UK Trade and Investment, the Government’s business-promotion department, has confirmed it will send a team to Tripoli “very soon” so as not to miss out on oil contracts to Russian and Chinese competitors.

A senior Whitehall official said: “British oil companies have been major players in Libya and I’m sure that they will want to get back in there.”

The RAF has flown £140m of Libyan banknotes (280m Libyan dinars) to Libya after an assets freeze aimed at Col Muammar Gaddafi was lifted.

The cash, printed in the UK, is the first tranche of £950m that will be handed to Libya's Central Bank.

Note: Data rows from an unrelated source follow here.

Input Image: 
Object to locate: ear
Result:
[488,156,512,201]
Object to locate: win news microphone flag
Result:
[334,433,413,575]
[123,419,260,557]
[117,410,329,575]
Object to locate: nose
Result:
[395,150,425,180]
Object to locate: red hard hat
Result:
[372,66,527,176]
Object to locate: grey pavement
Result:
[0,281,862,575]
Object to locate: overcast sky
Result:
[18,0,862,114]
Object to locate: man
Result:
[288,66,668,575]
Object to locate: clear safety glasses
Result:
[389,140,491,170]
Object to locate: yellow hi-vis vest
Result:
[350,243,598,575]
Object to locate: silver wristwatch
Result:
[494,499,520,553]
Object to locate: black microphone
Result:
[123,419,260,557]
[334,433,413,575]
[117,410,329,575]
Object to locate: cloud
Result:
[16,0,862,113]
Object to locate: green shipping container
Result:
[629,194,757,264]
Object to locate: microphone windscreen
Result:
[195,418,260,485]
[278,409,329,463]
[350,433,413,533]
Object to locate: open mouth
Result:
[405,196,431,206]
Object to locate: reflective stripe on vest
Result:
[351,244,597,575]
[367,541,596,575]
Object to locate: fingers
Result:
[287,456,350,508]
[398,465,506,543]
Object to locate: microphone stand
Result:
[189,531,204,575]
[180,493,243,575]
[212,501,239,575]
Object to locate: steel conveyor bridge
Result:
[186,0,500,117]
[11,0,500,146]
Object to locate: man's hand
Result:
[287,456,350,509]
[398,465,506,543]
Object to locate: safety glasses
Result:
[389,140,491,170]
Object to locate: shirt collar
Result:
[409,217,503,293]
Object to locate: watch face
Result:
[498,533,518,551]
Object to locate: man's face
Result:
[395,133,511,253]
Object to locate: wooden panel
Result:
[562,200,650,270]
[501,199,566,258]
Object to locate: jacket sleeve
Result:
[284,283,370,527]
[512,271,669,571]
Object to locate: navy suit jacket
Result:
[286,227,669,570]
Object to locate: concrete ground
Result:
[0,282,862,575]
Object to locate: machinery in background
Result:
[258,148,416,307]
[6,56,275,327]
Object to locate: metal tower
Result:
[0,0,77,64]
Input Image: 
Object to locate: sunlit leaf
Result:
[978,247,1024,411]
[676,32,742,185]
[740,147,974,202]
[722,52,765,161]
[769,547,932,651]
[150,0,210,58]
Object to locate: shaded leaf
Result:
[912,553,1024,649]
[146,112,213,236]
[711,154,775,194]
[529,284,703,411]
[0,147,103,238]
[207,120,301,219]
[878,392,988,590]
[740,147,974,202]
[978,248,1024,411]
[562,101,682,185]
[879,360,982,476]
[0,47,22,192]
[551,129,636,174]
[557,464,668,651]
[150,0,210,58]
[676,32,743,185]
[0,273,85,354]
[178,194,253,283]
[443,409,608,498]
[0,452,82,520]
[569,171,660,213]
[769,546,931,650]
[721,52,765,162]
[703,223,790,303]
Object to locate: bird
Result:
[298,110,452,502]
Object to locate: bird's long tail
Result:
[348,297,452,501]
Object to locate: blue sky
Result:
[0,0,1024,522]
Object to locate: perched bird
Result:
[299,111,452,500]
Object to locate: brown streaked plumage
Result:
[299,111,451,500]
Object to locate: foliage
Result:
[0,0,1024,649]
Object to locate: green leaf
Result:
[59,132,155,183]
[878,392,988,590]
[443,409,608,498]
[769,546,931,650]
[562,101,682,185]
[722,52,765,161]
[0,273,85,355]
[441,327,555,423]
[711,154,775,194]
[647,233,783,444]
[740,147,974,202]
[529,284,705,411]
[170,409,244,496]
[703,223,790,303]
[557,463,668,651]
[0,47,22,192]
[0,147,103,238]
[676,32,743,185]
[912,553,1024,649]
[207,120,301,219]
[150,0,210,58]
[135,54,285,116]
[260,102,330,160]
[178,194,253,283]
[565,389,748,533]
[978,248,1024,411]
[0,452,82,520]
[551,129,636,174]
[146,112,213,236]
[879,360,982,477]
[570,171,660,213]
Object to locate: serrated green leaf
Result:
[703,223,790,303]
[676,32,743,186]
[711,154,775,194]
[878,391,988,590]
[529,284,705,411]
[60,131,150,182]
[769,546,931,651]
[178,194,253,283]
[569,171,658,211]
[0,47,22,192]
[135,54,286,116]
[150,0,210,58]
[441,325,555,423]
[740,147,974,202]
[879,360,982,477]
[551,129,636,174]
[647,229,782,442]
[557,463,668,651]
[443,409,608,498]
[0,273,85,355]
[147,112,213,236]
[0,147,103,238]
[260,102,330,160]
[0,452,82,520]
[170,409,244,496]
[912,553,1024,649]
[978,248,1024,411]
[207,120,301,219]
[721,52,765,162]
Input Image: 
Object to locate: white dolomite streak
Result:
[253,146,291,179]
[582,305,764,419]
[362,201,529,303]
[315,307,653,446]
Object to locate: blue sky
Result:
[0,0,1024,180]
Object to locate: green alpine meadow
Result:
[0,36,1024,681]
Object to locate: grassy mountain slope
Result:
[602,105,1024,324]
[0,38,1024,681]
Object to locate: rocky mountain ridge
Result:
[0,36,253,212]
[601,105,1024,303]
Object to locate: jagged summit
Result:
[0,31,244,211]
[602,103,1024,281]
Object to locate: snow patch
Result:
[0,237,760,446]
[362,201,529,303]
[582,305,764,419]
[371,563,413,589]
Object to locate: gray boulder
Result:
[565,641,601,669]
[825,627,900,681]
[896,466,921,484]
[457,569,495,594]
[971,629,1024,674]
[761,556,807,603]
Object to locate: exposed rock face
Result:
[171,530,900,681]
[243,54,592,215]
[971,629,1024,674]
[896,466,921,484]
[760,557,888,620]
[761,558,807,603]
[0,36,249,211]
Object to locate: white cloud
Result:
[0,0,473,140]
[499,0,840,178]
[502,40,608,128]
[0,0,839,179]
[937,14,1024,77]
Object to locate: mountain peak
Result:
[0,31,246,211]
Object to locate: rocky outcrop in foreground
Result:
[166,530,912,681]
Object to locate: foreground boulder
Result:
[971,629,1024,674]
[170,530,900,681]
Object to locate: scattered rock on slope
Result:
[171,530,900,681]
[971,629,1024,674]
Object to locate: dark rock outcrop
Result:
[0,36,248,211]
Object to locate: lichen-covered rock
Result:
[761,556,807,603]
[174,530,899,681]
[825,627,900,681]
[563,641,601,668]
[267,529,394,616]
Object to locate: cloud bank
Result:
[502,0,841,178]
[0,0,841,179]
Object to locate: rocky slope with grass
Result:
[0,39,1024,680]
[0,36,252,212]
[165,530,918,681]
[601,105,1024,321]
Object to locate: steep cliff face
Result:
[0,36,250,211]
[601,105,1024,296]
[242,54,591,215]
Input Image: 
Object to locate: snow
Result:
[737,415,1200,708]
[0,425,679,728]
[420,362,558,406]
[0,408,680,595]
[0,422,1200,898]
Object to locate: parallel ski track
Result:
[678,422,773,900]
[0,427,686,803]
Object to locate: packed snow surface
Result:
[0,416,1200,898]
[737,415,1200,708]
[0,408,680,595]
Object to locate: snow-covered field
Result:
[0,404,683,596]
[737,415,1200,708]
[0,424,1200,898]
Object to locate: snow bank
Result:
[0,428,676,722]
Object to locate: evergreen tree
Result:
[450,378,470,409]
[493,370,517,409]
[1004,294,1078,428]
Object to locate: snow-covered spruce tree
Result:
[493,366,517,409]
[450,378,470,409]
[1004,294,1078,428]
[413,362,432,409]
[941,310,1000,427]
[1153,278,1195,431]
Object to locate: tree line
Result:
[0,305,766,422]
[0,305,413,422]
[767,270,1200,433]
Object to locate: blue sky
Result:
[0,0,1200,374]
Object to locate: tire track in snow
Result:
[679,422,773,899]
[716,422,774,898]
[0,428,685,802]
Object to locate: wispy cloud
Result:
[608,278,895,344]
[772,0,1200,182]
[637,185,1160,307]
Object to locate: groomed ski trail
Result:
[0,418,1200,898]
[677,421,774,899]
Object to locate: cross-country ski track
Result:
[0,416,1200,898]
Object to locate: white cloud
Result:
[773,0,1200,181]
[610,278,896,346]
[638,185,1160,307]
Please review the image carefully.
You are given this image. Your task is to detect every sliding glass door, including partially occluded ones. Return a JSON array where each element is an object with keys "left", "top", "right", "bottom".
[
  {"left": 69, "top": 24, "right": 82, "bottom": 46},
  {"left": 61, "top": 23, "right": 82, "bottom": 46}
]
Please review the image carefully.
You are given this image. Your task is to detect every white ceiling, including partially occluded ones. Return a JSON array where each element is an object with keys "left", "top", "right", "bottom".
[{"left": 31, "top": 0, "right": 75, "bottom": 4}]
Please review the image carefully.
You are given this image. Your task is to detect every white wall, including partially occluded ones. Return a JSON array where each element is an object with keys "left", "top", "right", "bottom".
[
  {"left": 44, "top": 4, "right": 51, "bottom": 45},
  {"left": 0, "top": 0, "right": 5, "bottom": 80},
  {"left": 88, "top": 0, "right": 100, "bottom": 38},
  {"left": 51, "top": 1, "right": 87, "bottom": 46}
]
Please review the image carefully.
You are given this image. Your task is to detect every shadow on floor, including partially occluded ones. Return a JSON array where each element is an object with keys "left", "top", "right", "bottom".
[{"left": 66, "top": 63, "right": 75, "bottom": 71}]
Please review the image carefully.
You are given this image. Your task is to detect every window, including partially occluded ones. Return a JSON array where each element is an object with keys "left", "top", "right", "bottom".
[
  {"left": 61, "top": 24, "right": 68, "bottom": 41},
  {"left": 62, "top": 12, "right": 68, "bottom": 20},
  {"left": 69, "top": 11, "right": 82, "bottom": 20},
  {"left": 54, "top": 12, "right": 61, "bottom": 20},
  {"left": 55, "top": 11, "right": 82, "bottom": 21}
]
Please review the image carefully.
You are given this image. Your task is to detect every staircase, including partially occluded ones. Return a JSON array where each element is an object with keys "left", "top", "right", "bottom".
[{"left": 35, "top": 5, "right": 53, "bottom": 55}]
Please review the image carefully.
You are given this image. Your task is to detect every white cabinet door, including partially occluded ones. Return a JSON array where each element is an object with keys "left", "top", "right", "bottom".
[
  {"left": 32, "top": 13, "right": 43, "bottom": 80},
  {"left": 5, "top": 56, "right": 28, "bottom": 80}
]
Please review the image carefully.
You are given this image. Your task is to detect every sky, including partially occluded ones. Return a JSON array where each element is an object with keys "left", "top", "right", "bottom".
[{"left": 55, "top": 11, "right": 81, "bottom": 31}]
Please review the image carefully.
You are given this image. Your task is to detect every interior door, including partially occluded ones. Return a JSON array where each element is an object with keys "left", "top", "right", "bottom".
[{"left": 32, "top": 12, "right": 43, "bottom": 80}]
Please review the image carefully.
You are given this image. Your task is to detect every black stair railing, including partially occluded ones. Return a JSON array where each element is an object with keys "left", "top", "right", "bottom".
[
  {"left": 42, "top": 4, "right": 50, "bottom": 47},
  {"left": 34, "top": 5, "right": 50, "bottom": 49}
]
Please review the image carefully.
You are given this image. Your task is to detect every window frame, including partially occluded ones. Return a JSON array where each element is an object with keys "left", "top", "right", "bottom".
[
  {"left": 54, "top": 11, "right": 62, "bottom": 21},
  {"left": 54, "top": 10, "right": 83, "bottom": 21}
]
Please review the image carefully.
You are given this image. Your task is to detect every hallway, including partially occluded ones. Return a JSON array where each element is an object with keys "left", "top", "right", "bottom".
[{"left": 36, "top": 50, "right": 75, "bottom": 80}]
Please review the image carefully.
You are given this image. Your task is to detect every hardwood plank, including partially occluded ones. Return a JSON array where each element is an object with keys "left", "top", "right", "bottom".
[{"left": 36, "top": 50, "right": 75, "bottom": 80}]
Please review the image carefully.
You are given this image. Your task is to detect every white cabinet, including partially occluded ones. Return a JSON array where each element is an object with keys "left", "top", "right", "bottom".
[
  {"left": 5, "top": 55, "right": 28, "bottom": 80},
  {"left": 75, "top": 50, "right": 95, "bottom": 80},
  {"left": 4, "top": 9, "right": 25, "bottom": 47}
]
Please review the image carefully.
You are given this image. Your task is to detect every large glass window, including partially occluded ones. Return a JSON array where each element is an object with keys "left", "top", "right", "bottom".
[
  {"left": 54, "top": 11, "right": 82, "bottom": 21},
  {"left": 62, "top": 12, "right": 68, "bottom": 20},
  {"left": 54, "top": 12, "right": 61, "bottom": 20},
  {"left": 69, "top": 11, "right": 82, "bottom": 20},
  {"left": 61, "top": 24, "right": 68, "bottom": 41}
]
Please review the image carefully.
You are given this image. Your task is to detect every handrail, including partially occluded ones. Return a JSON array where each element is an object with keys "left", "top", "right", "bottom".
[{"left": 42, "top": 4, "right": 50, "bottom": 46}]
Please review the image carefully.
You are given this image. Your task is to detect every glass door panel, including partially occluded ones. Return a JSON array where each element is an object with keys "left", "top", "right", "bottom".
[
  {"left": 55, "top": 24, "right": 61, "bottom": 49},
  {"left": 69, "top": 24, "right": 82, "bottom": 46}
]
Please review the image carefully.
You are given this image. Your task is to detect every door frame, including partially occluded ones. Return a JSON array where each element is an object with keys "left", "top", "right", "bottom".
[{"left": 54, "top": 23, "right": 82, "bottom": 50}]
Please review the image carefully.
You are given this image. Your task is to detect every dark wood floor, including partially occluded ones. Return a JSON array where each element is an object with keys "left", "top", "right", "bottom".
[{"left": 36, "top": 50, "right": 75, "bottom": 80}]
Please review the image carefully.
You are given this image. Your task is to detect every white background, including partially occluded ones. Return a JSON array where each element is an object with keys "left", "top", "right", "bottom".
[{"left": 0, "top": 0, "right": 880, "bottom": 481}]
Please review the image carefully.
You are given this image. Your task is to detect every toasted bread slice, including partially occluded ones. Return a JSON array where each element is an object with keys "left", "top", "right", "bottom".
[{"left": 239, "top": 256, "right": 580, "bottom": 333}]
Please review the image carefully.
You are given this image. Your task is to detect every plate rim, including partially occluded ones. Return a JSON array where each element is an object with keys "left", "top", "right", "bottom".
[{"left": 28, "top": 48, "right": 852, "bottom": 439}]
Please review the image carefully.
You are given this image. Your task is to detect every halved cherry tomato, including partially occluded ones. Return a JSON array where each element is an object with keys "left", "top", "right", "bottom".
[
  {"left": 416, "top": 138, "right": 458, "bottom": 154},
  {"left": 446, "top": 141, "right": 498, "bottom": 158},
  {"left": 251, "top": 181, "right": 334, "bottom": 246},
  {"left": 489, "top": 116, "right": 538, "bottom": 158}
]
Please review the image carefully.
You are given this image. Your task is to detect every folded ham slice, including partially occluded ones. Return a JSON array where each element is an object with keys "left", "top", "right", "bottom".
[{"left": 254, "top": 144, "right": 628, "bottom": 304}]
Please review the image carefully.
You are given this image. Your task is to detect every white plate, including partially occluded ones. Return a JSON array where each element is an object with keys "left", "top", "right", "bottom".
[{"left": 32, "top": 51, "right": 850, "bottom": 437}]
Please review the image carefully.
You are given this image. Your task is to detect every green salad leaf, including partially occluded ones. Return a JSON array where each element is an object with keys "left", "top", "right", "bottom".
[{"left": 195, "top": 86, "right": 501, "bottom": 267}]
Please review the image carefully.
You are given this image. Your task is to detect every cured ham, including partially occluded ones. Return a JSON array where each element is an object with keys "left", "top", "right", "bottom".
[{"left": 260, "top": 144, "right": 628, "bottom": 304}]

A Whitehall official said the money should be available for cash machines and banks in Libya very quickly.

William Hague, the Foreign Secretary, said: “These banknotes will help address urgent humanitarian needs, instil confidence in the banking sector, pay salaries of key public sector workers and free up liquidity in the economy.”

British prime minister David Cameron, French president, Nicolas Sarkozy, and representatives from more than 50 countries are due to meet at a summit in Paris on the day that Gaddafi would have celebrated the 42nd anniversary of the coup that brought him to power.

The Friends of Libya meeting will give the National Transitional Council its first major international platform as the legitimate government of Libya.

In its transition to power, it has promised economic rewards for countries, such as Britain and France, which took a lead role in backing the revolt against Gaddafi.

It has recently been revealed David Cameron set up a unit to block fuel supplies to Col Gaddafi's forces.

The secret "Libya oil cell" also ensured that petrol and diesel continued to get through to the rebels in the east.

The Whitehall-based unit was made up of a handful of civil servants, ministers and military figures.

It played a crucial role in starving the regime's war effort of fuel while making sure that the rebels could continue taking the fight to Gaddafi, Whitehall officials told our correspondent.

Meanwhile, Russia and China, which did not support the Nato intervention, will be fighting to preserve lucrative energy and construction contracts.

Mikhail Margelov, Russia’s Africa envoy, said Moscow, which struck arms, energy and infrastructure deals worth billions with Gaddafi’s regime, does not want to lose out. “We intend to uphold Russian economic and other interests in Libya,” he said.